One-Eye. His ugly mug in miniature, but with both eyes and no floppy hat on top. The snake snickered, winked, slithered across my chest.

“Here they go again,” I murmured, and sat up to watch.

There was a sudden, violent thrashing in the grass. Farther on, Goblin popped up wearing a shit-eating grin. The grass rustled. Animals the size of rabbits trooped past me, carrying chunks of snake in bloody needle teeth. Homemade mongooses, I guessed.

Goblin had anticipated One-Eye again.

One-Eye let out a howl and jumped up cursing. His hat spun around. Smoke poured out of his nostrils. When he yelled fire roared in his mouth.

Goblin capered like a cannibal just before they dish up the long pig. He described circles with his forefingers. Rings of pale orange glimmered in the air. He flipped them at One-Eye. They settled around the little black man. Goblin barked like a seal. The hoops tightened.

One-Eye made weird noises and negated the rings. He made throwing notions with both hands. Brown balls streaked toward Goblin. They exploded, yielding clouds of butterflies that went for Goblin’s eyes. Goblin did a backflip, scampered through the grass like a mouse fleeing an owl, popped up with a counterspell.

The air sprouted flowers. Each bloom had a mouth. Each mouth boasted walruslike tusks. The flowers skewered butterfly wings with their tusks, then complacently munched butterfly bodies. Goblin fell over giggling.

One-Eye cussed a literal blue streak, a cerulean banner trailing from his lips. Argent lettering proclaimed his opinion of Goblin.

6 thoughts on “The Black Company

  1. Peter

    The Black Company is hands-down my favorite fantasy book. It’s pretty inspirational, and its flavor really affected how I run my fantasy games. And the Taken are just awesome, especially in both how “human” and totally inhuman they can be. They’re pretty believably powerful sorcerers, yet at the same time once-mortals.
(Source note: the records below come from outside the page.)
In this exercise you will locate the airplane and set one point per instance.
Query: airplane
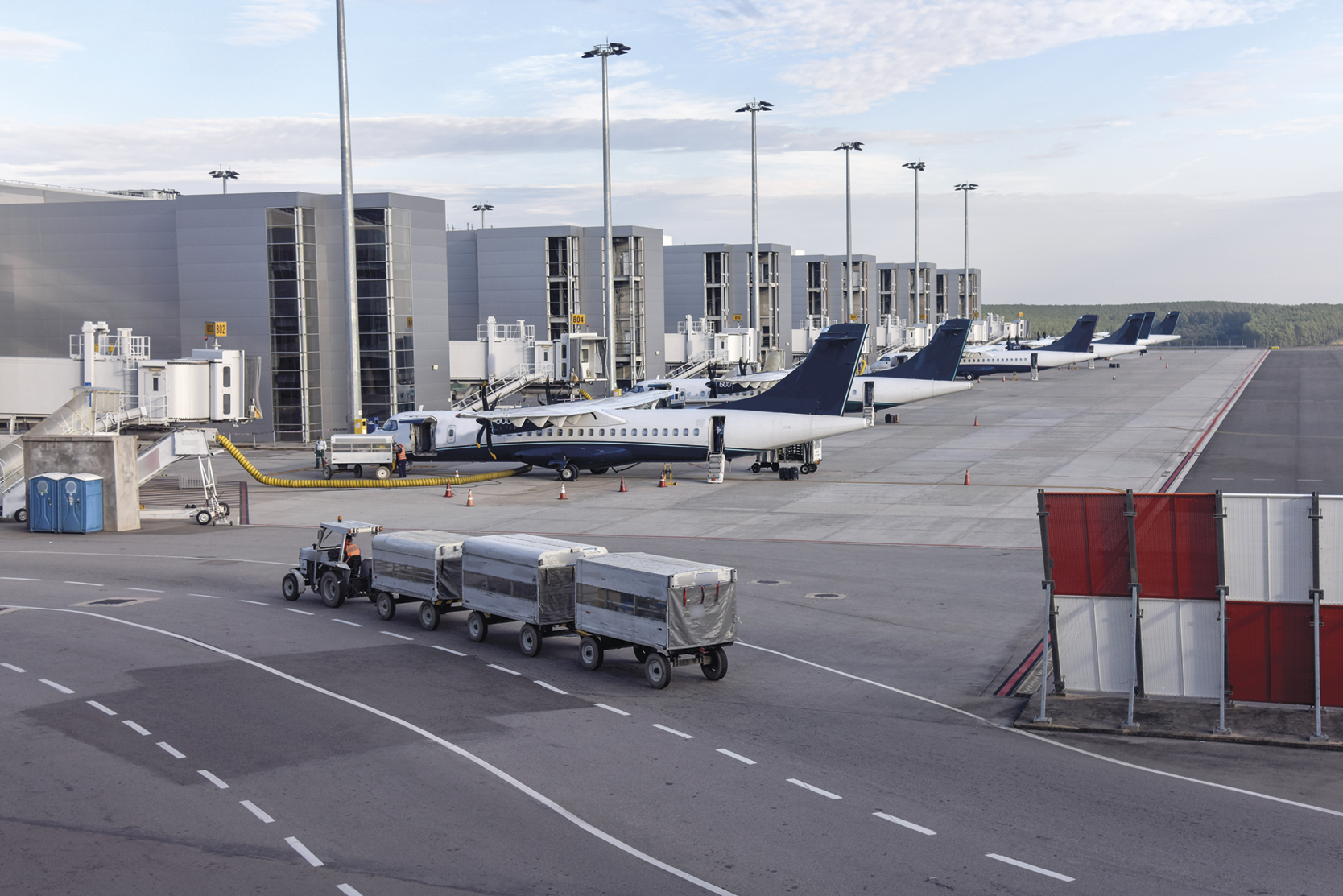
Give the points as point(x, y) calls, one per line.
point(1019, 359)
point(595, 436)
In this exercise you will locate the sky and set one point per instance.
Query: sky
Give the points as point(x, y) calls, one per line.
point(1124, 150)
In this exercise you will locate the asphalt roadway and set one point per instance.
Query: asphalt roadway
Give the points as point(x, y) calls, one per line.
point(191, 737)
point(1284, 436)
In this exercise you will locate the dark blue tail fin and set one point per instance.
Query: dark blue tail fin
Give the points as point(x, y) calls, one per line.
point(820, 383)
point(1167, 325)
point(1126, 335)
point(939, 357)
point(1077, 339)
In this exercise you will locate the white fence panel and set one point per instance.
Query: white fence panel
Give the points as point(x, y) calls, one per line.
point(1268, 547)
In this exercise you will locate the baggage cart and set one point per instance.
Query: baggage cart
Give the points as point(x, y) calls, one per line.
point(520, 578)
point(673, 613)
point(420, 564)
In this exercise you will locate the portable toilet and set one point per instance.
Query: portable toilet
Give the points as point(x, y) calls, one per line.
point(80, 502)
point(42, 502)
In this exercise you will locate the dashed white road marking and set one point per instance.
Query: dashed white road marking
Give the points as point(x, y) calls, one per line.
point(814, 789)
point(906, 824)
point(213, 779)
point(673, 731)
point(250, 807)
point(304, 851)
point(1027, 867)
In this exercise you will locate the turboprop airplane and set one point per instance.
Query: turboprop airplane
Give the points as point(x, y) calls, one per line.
point(595, 436)
point(1019, 359)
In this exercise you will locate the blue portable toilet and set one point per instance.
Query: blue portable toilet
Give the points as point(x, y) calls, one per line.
point(80, 502)
point(42, 502)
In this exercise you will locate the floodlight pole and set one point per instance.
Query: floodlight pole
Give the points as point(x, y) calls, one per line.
point(347, 191)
    I could go on forever, so I won’t. 🙂

  2. Eric

    It is easy on of the best fantasy series I have ever read. The books kept me up way past my bed time every night. I have to say it has seeped into my games in places too.


  3. Brendan

    I’m a good way into the second book now, and there is even more D&D inspiration there (The Black Castle & the catacombs, etc). Glad I finally got around to starting this.

  4. Brendan


    I just finished The White Rose. I agree the plot was disappointing. There was still lots of setting inspiration, though. The Plain of Fear, the role of father tree, and the more detailed description of the Barrowlands. I’ll probably write another post about Shadows Linger and The White Rose when I get a chance. Do you recommend the later volumes?

  5. Matthew James Stanham

    I have not gotten around to reading the later volumes yet, partly because my experience with the third dampened my enthusiasm, but am reliably informed that they are comparable to the first three. Looking forward to reading your expanded thoughts, and I agree there definitely is a lot to potentially borrow in these novels!